Franz Sölkner:Warum nicht ein Österreich ohne Heer?

Sicherheit ist ein Grundbedürfnis. Sie ist aber auch zweischneidig. In sich trägt sie zwei Gefahren: Die  Sucht nach immer noch mehr von ihr und die Versuchung unsere  Friedensfähigkeit verkümmern zu lassen. Die USA, die höchstgerüstete Macht der Welt und zugleich ein friedenspolitischer Zwerg ist dafür ein anschauliches Beispiel.

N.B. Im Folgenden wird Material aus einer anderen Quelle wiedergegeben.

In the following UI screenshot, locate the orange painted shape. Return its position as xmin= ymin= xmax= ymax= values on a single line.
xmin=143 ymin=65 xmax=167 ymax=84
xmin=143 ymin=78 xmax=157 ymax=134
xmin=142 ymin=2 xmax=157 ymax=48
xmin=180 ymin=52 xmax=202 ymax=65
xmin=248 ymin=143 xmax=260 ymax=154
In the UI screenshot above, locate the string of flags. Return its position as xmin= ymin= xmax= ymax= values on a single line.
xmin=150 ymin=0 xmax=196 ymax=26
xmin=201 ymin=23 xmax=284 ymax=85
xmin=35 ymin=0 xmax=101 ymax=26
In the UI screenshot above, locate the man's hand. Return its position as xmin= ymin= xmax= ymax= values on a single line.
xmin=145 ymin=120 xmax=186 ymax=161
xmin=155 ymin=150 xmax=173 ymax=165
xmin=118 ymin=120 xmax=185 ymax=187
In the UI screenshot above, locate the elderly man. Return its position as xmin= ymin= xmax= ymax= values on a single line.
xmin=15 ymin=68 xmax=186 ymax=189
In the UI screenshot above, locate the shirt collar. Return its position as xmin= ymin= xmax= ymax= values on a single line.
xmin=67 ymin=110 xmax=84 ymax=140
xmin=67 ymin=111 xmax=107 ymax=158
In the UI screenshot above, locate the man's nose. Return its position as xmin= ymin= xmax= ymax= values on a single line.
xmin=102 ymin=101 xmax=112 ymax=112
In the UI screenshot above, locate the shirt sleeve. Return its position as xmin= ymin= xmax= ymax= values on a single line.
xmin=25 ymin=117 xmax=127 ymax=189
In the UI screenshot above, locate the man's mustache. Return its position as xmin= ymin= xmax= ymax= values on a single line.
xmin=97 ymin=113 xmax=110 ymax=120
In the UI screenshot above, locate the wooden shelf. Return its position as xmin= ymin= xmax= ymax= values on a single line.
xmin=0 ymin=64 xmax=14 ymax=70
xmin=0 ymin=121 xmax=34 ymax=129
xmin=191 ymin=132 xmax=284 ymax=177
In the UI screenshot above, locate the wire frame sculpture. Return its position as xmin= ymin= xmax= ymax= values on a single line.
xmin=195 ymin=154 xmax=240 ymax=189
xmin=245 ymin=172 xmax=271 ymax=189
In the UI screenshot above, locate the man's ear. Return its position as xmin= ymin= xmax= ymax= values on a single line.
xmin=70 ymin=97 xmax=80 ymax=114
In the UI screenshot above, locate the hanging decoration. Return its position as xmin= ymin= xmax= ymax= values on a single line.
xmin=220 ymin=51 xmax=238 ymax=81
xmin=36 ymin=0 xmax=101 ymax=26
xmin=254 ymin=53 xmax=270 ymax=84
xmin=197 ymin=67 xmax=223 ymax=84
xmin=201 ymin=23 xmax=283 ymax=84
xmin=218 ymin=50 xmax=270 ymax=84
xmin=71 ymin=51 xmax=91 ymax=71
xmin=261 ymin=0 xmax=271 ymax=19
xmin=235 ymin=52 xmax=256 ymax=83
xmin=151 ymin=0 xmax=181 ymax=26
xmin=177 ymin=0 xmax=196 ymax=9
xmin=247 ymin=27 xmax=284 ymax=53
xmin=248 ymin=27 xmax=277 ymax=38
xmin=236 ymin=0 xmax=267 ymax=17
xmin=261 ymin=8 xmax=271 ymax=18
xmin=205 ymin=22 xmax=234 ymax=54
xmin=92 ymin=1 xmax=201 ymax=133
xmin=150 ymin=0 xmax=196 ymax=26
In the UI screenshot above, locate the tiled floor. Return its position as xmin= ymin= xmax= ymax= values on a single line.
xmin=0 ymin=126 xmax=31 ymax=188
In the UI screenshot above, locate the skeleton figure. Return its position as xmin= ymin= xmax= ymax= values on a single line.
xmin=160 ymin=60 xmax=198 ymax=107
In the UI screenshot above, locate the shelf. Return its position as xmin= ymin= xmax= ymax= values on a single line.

Angesichts wachsender sozialen Spannungen in der EU darf man auch in Europa an einer dauerhaften Binnenbefriedung zweifeln.  Klar sichtbar ist die Tendenz zum Aufbau eines EU-Imperiums mit wirtschaftspolitisch neokolonialen Zielen. Eine kriegsfähige Militärmacht soll diese Interessen in Asien und Afrika absichern. Die herrschenden Eliten unseres Landes wollen bei dieser Entwicklung dabei sein. Der Ruf nach einem effizienten Berufsheer fügt sich in diese Logik.

Die bei der kommenden Volksbefragung vom 20. Jänner ausschließlich zur Wahl stehenden Alternativen „Wehrpflicht oder Berufsheer“  charakterisieren die Flachheit der aktuellen Sicherheitspolitik. Unsere besondere geopolitische Situation und der neutrale Status böte uns einen weit darüber hinausgehende Spielraum. Anstatt ihn entschlossen zu nutzen, führt die gegenwärtige Debatte zur weiteren friedenspolitischen Inaktivität.

Schon in den letzten 20 Jahren war das sichtbar. Wo etwa blieben die mutigen außenpolitischen Initiativen der Nahostpolitik Kreiskys?  Wo die nötigen Anstrengungen zu einer Reform der UNO, der wir dann als glaubwürdiger „Weltordnungsmacht“, auch Soldaten zur Verfügung stellen könnten? Wo der Aufbau international einsetzbarer ziviler Friedensdienste? Wo die Bemühung,  unseren Beitrag  zur Entwicklungspolitik auf die von der OECD geforderten 0,7 % BIP anzuheben? Usw.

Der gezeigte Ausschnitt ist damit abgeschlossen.